Altman previously indicated that OpenAI would only limit use of its AI tools along legal lines, not ethical ones, during a Q&A held shortly after the DOW deal was announced. The CEO expressed a reluctance to take an ethical stance, stating that OpenAI prefers to follow the government’s directions rather than consider such issues itself.
Despite criticism of this apparent abdication of responsibility, Altman reiterated this position again in his new memo, framing it as deference to “democratic processes.”
“It should be the government making the key decisions about society,” Altman wrote. “We want to have a voice, and a seat at the table where we can share our expertise, and to fight for principles of liberty. But we are clear on how the system works (because a lot of people have asked, if I received what I believed was an unconstitutional order, of course I would rather go to jail than follow it).”

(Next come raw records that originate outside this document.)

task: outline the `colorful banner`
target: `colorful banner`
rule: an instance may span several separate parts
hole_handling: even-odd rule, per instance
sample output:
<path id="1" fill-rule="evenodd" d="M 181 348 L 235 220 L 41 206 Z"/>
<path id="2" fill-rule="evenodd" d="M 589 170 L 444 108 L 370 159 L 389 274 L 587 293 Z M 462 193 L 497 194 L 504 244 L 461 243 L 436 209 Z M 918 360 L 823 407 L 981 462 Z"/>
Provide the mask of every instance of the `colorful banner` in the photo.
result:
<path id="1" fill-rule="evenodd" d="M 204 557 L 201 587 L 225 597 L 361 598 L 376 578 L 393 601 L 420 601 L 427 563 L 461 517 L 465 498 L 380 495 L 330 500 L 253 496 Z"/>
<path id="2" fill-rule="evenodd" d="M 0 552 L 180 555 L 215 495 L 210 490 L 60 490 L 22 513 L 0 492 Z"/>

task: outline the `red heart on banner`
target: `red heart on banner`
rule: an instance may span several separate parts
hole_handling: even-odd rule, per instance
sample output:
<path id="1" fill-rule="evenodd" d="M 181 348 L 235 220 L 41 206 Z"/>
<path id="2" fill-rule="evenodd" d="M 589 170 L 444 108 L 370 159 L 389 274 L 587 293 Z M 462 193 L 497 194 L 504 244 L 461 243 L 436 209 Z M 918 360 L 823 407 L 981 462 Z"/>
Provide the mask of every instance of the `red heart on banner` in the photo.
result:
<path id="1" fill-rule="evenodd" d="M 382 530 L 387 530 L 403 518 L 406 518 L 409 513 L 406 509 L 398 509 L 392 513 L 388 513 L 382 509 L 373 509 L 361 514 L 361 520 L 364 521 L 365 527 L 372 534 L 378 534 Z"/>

Altman did state that DOW intelligence agencies such as the National Security Agency (NSA) won’t use OpenAI’s technology without an amendment to their contract. Even so, it currently seems unlikely that OpenAI would deny legal requests for such modifications, regardless of any ethical issues that may arise. (The NSA was previously revealed to have been conducting mass surveillance of U.S. citizens by whistleblower Edward Snowden in 2013.)
Numerous OpenAI customers have cancelled their ChatGPT subscriptions in response to the company’s deal with the DOW, with uninstalls reportedly jumping 295 percent in the wake of the news. Anthropic’s AI chatbot Claude has since dethroned ChatGPT as the most downloaded free app in the U.S. Apple App Store,
Disclosure: Ziff Davis, Mashable’s parent company, in April 2025 filed a lawsuit against OpenAI, alleging it infringed Ziff Davis copyrights in training and operating its AI systems.